My child own child went through early intervention in a different district. They claimed that he had made up all of his deficits by kindergarten. He did fine in kindergarten but made no progress in first or second grade. He went through numerous interventions with no progress. At his SEP in third grade, the teacher mentioned that she was doing interventions. At this point, I asked that he be tested for services. The school decided that he didn’t need to be tested as they were sure he wouldn’t qualify. They just knew his IQ would be too low. At this point, I began to look for help outside of the district. I asked for a copy of his file. I never did get his file, they had him tested and placed in less than a week. His IQ was in the gifted range. My blood still boils when I reflect on this. These practices really do prevent students from getting needed services.

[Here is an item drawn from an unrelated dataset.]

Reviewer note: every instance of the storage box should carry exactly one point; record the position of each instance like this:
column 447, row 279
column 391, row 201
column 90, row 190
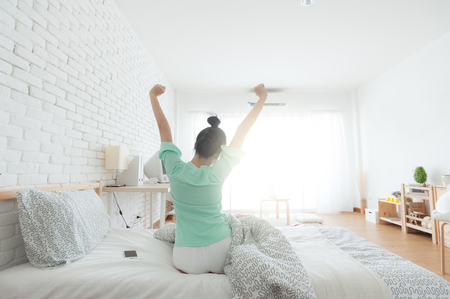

I have seen this as a teacher as well. I personally know of two children who spent 5 years in intervention limbo. I know of another child who was going through so much intervention that she literally spent over half of her kindergarten day doing one to one interventions for letter and number recognition. Legally this placed her into the most restrictive environment for a full year without testing or parental consent. Additionally some of the teaching was provided by 5th grade students as the teachers were stretched to thin. Yes, I would say that the lovely state of Utah has a real concern for our children-not!
Thanks for this account of the program(s) that totally misjudged your child, and how the curriculum for K was just shoved down to pre-K and stretched to 3 years.